The impact of first line tyrosine kinase inhibitors (TKI) on the development of resistance mutations in patients with Philadelphia chromosome positive acute lymphoblastic leukemia (Ph+ ALL) Free

Introduction:

Since the introduction of ABL-specific tyrosine kinase inhibitors (TKI), the prognosis for adults with Philadelphia chromosome positive (Ph+) acute lymphoblastic leukemia (ALL) has drastically improved; however, a subset of patients will still relapse after the development of resistance mutations. A recent study demonstrated a significantly higher measurable residual disease negative (MRD-) complete remission when patients with Ph+ ALL received a the 3^rd generation TKIs ponatinib (Pon) as part of first line (1L) therapy as compared to the 1^st generation TKI Imatinib (Imat), possibly due to ponatinib's ability to prevent or overcome the T315I mutation. This study investigated the impact of 1L TKI, including 2^nd generation TKIs, on development of resistance mutations in pts with Ph+ ALL.

Methods:

We conducted a retrospective cohort analysis in pts with Ph+ ALL who underwent initial treatment for their leukemia at Oregon Health & Science University between the years of 2010-2025. Pts included were >18 yrs and received a TKI as part of their induction therapy. The primary outcome was the incidence of relapse, which was defined as return of MRD, increase in MRD prompting a change in TKI therapy, morphologic relapse of >5% blasts in the bone marrow, development of extramedullary disease (EMD) or central nervous system (CNS) relapse. Secondary outcomes included time to relapse, developed of a resistance mutation at relapse and type of mutation that developed.

Results:

We identified 67 pts with Ph+ ALL that received TKI therapy as part of their induction regimen. The median age was 42.5 years (range 20-88 yrs), 59.7% of pts were female (n=40) and the majority were white (85%), with 6% Hispanic, 4% African American and 4% Asian pts. The median WBC count at diagnosis was 16.0 (range: 0.7-353) x 10⁹/L 33 (49.3%) patients had a p190 transcript, 22 (44.8%) a p210 and 12 (18%) unknown. The majority of patients received das (n=50, 74.6%), 9 (13.4 %) pts received imat and 8 (11.9%) pts received pon as 1L TKI. Backbone treatment regimens included steroids alone (n=26, 39%), hyperCVAD (n=19, 28%), low intensity chemotherapy on the PHALLCON clinical trial (n=9, 13%), steroids and vincristine (n=5, 7%), blinatumomab (n=3, 4%), EWALL (n=2, 3%) and one patient each received ECOG1910, Linker regimen and CALGB8811/9111.
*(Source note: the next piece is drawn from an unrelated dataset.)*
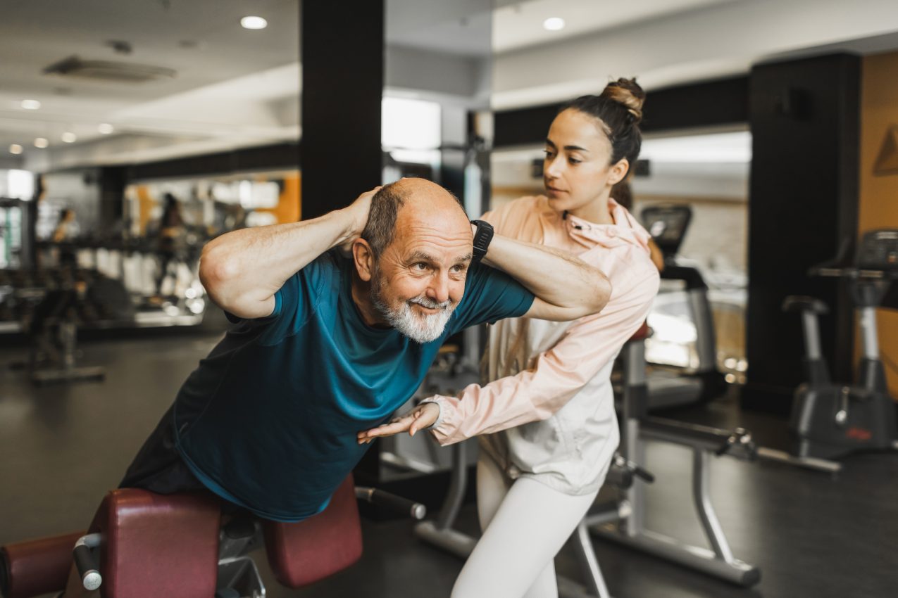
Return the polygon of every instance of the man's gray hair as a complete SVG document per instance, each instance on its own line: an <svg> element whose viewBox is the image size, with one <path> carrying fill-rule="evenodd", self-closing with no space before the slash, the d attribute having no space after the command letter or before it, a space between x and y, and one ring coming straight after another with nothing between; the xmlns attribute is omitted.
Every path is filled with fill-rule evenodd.
<svg viewBox="0 0 898 598"><path fill-rule="evenodd" d="M399 181L397 181L399 182ZM446 191L446 193L449 193ZM452 194L450 194L452 195ZM405 204L408 192L402 193L396 183L382 186L371 198L371 209L368 212L368 221L362 230L362 238L371 246L371 251L375 258L392 243L396 233L396 219L400 208ZM459 206L464 211L464 205L458 197L453 195Z"/></svg>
Within the cohort, all pts achieved a complete morphologic remission, of which 31 pts eventually relapsed (46%). The median time to relapse was 11 months (mo) (range 2mo – 6.6 years) and sites of relapse included marrow (n=20), isolated EMD (n=2), return of MRD positivity (n=4), isolated CNS (n=2) and multiple sites (n=3). There were

minimal demographic differences between relapsed (rel) and pts with sustained remission (SR) however 51% of rel patients received only steroids as their backbone regimen vs 27.7% of pts with SR. 1L TKI in the relapsed patients was das (n=27, 87%), imat (n=3, 10% and pon (n=1, 3%), 25 of 31 relapsed patients (80.6%) were on or had only been treated with their 1L TKI at the time of relapse.
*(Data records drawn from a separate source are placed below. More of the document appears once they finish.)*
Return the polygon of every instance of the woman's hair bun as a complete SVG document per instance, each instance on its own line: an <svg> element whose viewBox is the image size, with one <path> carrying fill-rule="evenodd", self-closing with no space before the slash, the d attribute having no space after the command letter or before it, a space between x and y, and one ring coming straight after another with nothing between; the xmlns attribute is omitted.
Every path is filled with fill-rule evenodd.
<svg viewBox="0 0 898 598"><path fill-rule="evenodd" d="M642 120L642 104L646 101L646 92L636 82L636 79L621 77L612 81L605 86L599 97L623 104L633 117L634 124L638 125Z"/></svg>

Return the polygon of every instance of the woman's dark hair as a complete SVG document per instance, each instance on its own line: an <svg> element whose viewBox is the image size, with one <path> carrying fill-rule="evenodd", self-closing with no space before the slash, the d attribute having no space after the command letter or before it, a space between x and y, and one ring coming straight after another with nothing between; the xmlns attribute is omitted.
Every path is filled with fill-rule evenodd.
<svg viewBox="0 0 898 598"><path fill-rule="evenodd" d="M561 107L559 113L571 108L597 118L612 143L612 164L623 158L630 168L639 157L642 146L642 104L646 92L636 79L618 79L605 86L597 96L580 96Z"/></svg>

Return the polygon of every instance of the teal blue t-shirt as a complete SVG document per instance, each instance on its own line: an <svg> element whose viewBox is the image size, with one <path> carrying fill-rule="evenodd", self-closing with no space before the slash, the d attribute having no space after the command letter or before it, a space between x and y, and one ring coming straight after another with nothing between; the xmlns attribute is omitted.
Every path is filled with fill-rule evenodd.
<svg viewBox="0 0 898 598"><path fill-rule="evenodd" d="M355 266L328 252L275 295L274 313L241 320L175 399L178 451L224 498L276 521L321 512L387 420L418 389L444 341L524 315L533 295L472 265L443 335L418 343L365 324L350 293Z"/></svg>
Of the 31 rel pts, 22 pts (71% of rel patients) developed an ABL mutation, 5 pts had unknown mutation status (16%), and 2 pts had no mutation detected (3%). The most common mutation was the T315I (n=13,12 pts T315I alone, 1 pt T315I + F359V mutations); all of the pts who developed this mutation received das as their 1L TKI Other mutations that developed in pts treated with das as their 1L TKI included F359V (1), G250E (1), F317L (1), L384M (1), L387M(1), E255V (1) and F317L + E255K (1). In total, 29 of the 50 pts who received 1L das relapsed (58%). Of the 9 patients treated with 1L imatinib, 3 progressed (33%) 2 developed mutations, 2 in E255K and 1 unknown. Of the 8 pts who received pon as 1L TKI, 1(12.5%) developed a mutation (F317L).

Discussion:

This is the first study to look at the impact of frontline TKI on the development of resistance mutations in Ph+ ALL. A notable number of patients treated with the 2nd generation TKI dasatinib as 1L TKI developed resistance mutations, primarily T315I. Notably few patients in this study received 1L blinatumomab, which is expected to reduce the rate of relapse. A larger multicenter study incorporating more patients treated with 1^st and 3^rd generation TKIs and upfront immumotherapy is warranted to confirm these results.